Sebenarnya malam ini saya ingin menulis tentang haflah Assalam, terutama isi mauidhoh bapak saat mengisi dalam inti acara haflah kemarin. Tapi ternyata keadaan belum memungkinkan untuk menuliskan tentang hal tersebut. Terlalu banyak hal yang ingin saya tulis, berbarengan dengan terlalu banyak hal lain yang terjadi beberapa hari ini.

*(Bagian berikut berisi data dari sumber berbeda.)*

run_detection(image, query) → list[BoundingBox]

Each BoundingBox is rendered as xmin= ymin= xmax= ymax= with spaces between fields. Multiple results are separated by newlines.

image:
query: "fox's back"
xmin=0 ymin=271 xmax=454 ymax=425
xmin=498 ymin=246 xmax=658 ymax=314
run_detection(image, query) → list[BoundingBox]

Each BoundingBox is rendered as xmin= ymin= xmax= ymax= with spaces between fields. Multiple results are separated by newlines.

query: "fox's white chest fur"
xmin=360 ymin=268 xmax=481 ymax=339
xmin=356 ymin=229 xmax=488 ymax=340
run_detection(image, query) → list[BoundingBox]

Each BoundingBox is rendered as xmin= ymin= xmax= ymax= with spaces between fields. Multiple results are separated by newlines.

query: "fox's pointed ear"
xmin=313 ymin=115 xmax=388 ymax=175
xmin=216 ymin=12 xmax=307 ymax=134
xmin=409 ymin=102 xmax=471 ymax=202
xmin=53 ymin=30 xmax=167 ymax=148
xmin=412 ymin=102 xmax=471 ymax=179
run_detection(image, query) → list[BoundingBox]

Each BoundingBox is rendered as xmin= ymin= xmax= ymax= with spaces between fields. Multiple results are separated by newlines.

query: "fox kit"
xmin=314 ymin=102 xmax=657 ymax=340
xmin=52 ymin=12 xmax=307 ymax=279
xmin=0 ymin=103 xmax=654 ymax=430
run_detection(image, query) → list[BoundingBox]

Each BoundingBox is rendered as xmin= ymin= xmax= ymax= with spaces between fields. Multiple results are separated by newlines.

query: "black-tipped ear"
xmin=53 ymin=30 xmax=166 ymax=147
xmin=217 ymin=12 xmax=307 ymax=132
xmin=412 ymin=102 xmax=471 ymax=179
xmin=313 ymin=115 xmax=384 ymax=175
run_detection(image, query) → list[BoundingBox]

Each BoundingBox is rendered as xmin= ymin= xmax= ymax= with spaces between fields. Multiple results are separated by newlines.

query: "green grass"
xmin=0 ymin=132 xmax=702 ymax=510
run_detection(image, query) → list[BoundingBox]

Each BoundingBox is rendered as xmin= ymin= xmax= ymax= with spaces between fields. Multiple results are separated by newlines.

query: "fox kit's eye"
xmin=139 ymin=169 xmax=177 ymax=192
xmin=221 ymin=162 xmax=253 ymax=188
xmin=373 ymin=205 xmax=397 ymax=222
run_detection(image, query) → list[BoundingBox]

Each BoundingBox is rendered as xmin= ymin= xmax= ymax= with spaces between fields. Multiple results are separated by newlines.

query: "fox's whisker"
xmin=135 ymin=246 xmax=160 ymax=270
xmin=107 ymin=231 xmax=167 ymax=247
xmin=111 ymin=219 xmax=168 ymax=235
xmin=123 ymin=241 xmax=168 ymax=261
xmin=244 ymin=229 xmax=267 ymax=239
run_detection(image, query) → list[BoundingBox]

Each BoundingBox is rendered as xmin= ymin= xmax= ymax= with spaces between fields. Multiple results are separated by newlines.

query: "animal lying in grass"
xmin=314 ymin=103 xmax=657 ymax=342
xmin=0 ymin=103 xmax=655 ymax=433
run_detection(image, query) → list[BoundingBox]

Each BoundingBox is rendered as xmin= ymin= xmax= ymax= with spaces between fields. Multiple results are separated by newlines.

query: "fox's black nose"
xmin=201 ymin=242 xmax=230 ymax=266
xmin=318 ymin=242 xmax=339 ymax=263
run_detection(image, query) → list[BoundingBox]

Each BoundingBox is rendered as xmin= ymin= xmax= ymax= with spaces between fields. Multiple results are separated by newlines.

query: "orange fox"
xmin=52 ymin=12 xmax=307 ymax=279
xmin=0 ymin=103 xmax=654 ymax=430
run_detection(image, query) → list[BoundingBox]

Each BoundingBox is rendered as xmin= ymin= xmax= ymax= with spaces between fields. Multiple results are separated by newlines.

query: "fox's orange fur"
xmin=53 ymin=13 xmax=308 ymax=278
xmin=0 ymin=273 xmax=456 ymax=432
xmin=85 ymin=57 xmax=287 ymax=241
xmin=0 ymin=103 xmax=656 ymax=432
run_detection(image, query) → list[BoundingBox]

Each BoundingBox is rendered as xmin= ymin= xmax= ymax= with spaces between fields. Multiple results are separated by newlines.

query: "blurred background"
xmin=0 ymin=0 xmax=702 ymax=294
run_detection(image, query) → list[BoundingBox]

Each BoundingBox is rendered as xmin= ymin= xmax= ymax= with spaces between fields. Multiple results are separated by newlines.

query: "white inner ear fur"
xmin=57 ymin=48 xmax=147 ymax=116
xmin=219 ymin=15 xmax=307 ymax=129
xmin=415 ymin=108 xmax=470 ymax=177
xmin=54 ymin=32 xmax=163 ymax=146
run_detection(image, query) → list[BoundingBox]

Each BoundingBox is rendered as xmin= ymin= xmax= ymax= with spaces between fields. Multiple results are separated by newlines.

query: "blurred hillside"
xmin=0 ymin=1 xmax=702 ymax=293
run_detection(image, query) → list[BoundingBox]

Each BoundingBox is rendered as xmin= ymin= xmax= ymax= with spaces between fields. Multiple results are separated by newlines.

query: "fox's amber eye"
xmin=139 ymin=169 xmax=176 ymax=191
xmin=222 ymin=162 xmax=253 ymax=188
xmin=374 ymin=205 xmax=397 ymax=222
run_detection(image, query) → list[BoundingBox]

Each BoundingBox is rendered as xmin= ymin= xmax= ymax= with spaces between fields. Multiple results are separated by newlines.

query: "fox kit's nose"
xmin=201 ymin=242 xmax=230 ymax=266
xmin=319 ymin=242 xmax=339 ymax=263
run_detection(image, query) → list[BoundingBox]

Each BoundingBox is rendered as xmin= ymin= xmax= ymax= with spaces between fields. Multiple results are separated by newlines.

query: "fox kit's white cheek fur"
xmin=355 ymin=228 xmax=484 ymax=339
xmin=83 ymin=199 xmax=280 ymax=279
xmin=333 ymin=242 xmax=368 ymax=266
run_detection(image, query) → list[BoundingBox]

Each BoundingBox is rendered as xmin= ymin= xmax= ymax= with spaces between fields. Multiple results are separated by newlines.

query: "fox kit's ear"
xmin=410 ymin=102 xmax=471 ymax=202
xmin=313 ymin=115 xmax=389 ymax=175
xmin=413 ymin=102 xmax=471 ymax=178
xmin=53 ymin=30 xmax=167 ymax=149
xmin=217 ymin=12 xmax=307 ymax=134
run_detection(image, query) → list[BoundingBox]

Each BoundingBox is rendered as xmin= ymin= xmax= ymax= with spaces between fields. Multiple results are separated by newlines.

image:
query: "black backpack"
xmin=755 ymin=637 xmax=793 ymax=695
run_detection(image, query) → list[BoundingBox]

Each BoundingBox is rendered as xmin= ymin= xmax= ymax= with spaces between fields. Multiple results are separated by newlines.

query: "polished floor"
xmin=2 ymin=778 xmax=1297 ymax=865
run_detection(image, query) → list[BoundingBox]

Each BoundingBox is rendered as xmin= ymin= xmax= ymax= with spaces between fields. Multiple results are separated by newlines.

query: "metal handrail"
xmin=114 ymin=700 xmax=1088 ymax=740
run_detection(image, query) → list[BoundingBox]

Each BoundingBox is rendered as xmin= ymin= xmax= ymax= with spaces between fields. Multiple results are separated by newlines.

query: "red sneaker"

Dan salah satu yang lebih ringan dan mudah dituliskan adalah hasil jagongan dengan salah satu alumni yang kebetulan anaknya ikut wisuda kemarin.

Setelah acara selesai, ada beberapa wali santri khotimin yang bertamu kerumah. Dan kita njagong tentang banyak hal. Mulai dari bagaimana perjalanan, musim didaerah masing-masing, hingga dinamika politik saat ini. Namun rata-rata tamu ini tak lama kemudian langsung pamitan pulang, karena memang waktu sudah mendekati tengah malam. Salah satu rombongan tamu yang bertahan hingga dinihari adalah tamu alumni yang sudah biasa begadang, dan memang sudah akrab dengan saya pribadi. Kita njagong tentang apa saja yang terlintas, dan salah satu yang menurut saya lumayan penting adalah tentang wiridan. Sesuatu yang tidak semua orang, bahkan santri, yang menganggap ini hal penting untuk diamalkan.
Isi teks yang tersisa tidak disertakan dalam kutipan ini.